In this notebook, I will work with the smaller datasets since they are quicker to load and process. Once I've set up dendro-category export, etc, then I will work with the original datasets.
import pandas as pd
from clustergrammer_widget import *
net = Network()
net.load_file('../cytof_data/ds_plasma.txt')
net.clip(-10,10)
df_plasma = net.export_df()
ds_data_plasma = net.downsample(ds_type='kmeans', axis='row', num_samples=100)
df_ds_plasma = net.export_df()
net.load_file('../cytof_data/ds_pma.txt')
net.clip(-10,10)
df_pma = net.export_df()
ds_data_pma = net.downsample(ds_type='kmeans', axis='row', num_samples=100)

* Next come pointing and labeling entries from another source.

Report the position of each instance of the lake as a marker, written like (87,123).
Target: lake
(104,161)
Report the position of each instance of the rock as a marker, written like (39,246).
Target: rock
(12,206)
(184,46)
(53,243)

df_ds_pma = net.export_df()
df_ds_plasma.shape
(100, 28)
df_ds_pma.shape
(100, 28)
I'm generating categories based on the clusters given by the dendrogram
net.load_df(df_ds_plasma)
net.set_cat_color('row', 1, 'Majority-Majority-Treatment: Plasma', 'blue')
net.set_cat_color('row', 1, 'Majority-Majority-Treatment: PMA', 'red')
net.filter_cat('col', 1, 'Marker-type: surface marker')
net.make_clust()
net.dendro_cats('row', dendro_level=5)
net.make_clust()
df_plasma_cat = net.export_df()
clustergrammer_widget(network=net.widget())
net.load_df(df_pma)
net.filter_cat('col', 1, 'Marker-type: surface marker')
net.make_clust()
net.dendro_cats('row', dendro_level=5)
net.make_clust()
# net.dendro_cats('col', dendro_level=7)
# net.make_clust()
df_pma_cat = net.export_df()
clustergrammer_widget(network=net.widget())
ds_data_plasma.shape
(1000,)
ds_data_pma.shape
(1000,)
# new_plasma_rows = []
# for inst_row in plasma_rows:
# inst_row = list(inst_row)
# inst_name = inst_row[0]
# inst_row[0] = inst_name.split(': ')[0] + ': ' + 'plasma-' + inst_name.split(': ')[1]
# inst_row = tuple(inst_row)
# new_plasma_rows.append(inst_row)
# df_plasma_cat.index = new_plasma_rows
# df_pma_cat.index = new_pma_rows
df_merge_cat = pd.concat([df_plasma_cat, df_pma_cat])
net.load_df(df_merge_cat)
net.make_clust()
clustergrammer_widget(network=net.widget())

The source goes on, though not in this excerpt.